In [2]:
import numpy as np
import pandas as pd

## `.skew()`

- skew == 0 indicates symmetry
- skey < 0 indicates tail is a larger towards the left side
- skew > 0 indicates tail is larger towards the right side

In [None]:
df['age'].skew()

## Shapiro-Wilk test - Test to see if the distribution of your data set is Gaussian-like

- Returns p-value
- H0 is that data came from a normally distributed population

In [None]:
from scipy.stats import shapiro

shapiro(df['age'])[1] # This returns a p-value -> if this values is lower than 0.05 then we know it is not Gaussian-like

In [None]:
df['age'].plot(kind = 'box')

In [None]:
def interquartile(df, col, k = 1.5):
    q1 = np.percentile(df[col], 25)
    q3 = np.percentile(df[col], 75)
    cutoff = (q3 - q1) *k
    lower_fence = q1 - cutoff
    upper_fence = q3 + cutoff
    print(lower_fence, upper_fence)
    return df.query(f"{lower_fence} < age < {upper_fence})
                    
iqr = interquartile(df, 'age')
                    
sns.distplot(iqr['age'])

## Normalization

- scaling all variables so that they take values form the same range
- Typically this range is [0,1]
- Done to minimize effects of bias (sampling or measurement errors)


### `MinMacScaler`

- `.min()` == 0
- `.max()` == 1
- Argement must be 2D numpy array

In [None]:
iqr['age'].values[:5]

In [3]:
np.random.rand(5,1)

array([[0.31356227],
       [0.63541487],
       [0.69035064],
       [0.79447823],
       [0.45991638]])

In [None]:
iqr['age'].values.reshape(-1, 1)[:5]
# -1 TELLS PANDAS TO INFER THE VALUE FORM THE LENGTH OF THE SERIES

In [4]:
from sklearn.preprocessing import MinMaxScaler

In [None]:
rescaled = MinMaxScaler().fit_transform(iqr['age'].values.reshape(-1,1))
rescaled[:5]

In [None]:
pd.Series(rescaled.ravel())[:5]

## Review: `round()`

In [None]:
iqr['fare'].head()

In [None]:
iqr['fare'].apply(round).head()

In [None]:
iqr['fare'].apply(lambda x: round(x, 2)).head()
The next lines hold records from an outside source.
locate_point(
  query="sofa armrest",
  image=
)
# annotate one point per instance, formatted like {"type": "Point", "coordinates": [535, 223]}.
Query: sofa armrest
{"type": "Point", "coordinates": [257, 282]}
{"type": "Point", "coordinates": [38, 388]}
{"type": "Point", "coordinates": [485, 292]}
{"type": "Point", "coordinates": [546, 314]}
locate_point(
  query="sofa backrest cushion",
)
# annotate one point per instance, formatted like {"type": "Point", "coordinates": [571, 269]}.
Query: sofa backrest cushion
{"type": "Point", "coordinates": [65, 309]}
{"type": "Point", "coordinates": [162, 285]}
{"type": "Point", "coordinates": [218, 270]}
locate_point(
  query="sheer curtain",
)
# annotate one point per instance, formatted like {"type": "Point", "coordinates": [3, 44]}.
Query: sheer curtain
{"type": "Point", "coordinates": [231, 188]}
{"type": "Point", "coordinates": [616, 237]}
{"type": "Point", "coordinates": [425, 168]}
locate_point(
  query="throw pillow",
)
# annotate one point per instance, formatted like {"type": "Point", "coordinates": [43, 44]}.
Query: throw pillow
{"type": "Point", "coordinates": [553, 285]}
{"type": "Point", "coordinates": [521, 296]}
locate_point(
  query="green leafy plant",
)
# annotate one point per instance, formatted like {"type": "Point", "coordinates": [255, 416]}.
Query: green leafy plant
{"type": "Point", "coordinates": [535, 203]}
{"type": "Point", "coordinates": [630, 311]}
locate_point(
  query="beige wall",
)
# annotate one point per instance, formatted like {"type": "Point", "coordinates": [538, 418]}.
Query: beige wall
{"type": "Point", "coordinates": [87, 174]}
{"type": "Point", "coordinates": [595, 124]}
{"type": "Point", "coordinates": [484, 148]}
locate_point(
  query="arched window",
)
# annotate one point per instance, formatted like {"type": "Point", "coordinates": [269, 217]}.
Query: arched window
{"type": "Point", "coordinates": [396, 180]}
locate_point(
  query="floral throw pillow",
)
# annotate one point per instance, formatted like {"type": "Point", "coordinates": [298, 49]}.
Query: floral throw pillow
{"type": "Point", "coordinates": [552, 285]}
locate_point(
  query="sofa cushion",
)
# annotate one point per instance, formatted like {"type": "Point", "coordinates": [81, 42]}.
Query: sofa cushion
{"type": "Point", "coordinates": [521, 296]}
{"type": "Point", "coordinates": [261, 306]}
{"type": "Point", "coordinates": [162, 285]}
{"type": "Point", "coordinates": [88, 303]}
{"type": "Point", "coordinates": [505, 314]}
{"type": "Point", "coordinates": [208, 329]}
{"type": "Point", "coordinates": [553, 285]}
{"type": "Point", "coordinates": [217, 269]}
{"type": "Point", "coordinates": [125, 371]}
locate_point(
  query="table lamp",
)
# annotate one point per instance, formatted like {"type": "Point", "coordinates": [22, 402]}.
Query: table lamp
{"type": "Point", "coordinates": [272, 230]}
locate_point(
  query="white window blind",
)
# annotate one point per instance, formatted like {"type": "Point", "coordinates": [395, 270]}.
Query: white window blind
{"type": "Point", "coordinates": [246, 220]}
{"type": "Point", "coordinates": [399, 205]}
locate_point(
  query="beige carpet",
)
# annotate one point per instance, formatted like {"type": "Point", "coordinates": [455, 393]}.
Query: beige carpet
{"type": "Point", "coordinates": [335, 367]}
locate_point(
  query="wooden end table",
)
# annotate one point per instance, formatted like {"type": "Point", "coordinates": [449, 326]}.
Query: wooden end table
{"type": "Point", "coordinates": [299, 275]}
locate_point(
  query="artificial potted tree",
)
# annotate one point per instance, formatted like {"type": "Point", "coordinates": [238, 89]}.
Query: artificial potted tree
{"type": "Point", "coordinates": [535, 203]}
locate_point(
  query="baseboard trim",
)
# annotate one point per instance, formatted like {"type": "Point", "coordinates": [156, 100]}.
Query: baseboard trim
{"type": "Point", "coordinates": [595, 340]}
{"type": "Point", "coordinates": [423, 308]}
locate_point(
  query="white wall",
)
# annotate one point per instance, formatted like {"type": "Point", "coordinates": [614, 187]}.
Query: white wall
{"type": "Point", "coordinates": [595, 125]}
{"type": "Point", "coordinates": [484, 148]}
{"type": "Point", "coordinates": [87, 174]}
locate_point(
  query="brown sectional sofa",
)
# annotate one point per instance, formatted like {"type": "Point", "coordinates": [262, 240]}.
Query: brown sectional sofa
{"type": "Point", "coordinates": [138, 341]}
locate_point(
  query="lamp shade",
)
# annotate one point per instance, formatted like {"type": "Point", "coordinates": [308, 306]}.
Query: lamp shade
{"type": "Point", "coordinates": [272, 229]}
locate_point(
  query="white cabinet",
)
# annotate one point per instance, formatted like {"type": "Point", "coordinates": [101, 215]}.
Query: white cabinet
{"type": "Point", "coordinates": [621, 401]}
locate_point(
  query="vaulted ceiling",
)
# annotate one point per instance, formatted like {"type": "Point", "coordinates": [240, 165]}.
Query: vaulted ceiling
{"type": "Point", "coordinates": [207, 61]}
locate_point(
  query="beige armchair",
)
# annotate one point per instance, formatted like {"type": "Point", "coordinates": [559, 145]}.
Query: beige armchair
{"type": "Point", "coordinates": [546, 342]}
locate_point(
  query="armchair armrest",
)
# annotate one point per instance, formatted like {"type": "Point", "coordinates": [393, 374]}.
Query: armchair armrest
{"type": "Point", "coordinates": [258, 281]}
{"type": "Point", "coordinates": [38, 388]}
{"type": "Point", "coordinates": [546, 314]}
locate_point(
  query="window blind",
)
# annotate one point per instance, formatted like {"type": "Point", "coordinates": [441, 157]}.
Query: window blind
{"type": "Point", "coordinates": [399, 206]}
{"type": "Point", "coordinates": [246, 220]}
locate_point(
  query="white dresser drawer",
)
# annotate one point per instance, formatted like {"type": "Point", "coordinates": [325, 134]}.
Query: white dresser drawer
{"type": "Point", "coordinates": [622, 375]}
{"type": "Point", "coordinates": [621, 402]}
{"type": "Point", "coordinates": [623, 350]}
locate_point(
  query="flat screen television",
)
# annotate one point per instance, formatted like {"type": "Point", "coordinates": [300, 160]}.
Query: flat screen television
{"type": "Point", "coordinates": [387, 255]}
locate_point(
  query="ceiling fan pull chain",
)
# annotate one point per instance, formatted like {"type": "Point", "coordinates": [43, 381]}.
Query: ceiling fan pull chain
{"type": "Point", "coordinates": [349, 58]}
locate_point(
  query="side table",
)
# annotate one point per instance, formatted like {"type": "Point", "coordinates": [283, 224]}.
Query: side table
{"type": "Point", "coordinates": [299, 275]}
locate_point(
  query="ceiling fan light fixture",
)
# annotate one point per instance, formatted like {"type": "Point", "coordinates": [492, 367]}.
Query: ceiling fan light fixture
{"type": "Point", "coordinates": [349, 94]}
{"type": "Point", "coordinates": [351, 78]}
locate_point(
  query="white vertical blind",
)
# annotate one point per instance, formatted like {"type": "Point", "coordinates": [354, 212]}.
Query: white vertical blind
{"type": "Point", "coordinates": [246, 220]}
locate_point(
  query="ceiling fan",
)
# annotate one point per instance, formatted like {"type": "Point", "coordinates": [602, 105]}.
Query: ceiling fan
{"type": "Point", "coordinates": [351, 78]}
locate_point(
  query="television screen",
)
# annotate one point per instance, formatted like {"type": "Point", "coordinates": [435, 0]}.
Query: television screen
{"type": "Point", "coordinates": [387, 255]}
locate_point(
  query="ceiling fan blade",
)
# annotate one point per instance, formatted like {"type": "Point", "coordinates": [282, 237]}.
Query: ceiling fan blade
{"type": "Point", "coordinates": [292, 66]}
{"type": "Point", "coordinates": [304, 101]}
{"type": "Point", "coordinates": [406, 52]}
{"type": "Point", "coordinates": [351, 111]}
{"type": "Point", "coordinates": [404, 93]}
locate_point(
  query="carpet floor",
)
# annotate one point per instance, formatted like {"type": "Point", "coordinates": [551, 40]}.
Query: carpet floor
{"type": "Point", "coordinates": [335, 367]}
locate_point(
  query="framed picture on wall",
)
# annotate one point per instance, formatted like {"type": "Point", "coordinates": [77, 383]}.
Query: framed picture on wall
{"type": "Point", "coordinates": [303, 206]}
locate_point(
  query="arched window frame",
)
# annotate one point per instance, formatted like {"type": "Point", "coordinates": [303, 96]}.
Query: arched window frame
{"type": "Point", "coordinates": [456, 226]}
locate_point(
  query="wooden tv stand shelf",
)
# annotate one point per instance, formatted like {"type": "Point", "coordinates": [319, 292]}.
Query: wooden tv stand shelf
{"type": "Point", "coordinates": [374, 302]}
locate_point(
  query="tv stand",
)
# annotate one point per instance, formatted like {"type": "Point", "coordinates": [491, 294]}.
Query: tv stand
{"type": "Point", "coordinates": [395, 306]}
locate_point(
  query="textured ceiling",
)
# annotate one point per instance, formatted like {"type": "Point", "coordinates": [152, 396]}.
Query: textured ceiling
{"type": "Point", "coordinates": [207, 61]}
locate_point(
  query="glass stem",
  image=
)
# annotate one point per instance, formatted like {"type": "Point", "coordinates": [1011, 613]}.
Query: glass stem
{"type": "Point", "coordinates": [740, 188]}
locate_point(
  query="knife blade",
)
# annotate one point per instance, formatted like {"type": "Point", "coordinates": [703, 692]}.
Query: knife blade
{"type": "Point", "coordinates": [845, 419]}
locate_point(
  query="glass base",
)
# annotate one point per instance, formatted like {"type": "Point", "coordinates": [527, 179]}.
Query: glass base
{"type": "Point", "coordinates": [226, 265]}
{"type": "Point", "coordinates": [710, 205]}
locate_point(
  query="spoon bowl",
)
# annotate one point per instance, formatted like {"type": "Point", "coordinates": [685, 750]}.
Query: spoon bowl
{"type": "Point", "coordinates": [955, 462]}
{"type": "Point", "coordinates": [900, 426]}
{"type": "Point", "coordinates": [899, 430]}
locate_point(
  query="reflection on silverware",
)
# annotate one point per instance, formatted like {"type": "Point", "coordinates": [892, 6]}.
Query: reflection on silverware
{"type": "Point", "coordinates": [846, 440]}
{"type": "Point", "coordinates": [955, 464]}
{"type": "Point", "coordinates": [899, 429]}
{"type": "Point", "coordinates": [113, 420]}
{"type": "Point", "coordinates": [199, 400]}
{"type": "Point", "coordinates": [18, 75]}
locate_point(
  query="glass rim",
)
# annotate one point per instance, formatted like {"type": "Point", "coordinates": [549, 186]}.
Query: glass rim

## Review: `pd.get_dummies()` -> categorical data into numerical by making them binary

In [None]:
pd.get_dummies(iqr['sex']).head()

## Review: `.sample()` -> randomly sample data

In [None]:
# shuffled = iqr.sample(3) #frac == fraction of rows to randomly sample
shuffled = iqr.sample(frac = 1) -> shuffles the entire data
shuffled.head()

## Review: `train_test_split()`

In [5]:
from sklearn.model_selection import train_test_split

In [None]:
features_train, features_test, target_train, target_test = train_test_split(
    iqr[['age', 'sex']], # Features (X)
    iqr[['survived']], # Target (y)
    test_sezi = .2
)

features_train.head()

In [None]:
target_train.head()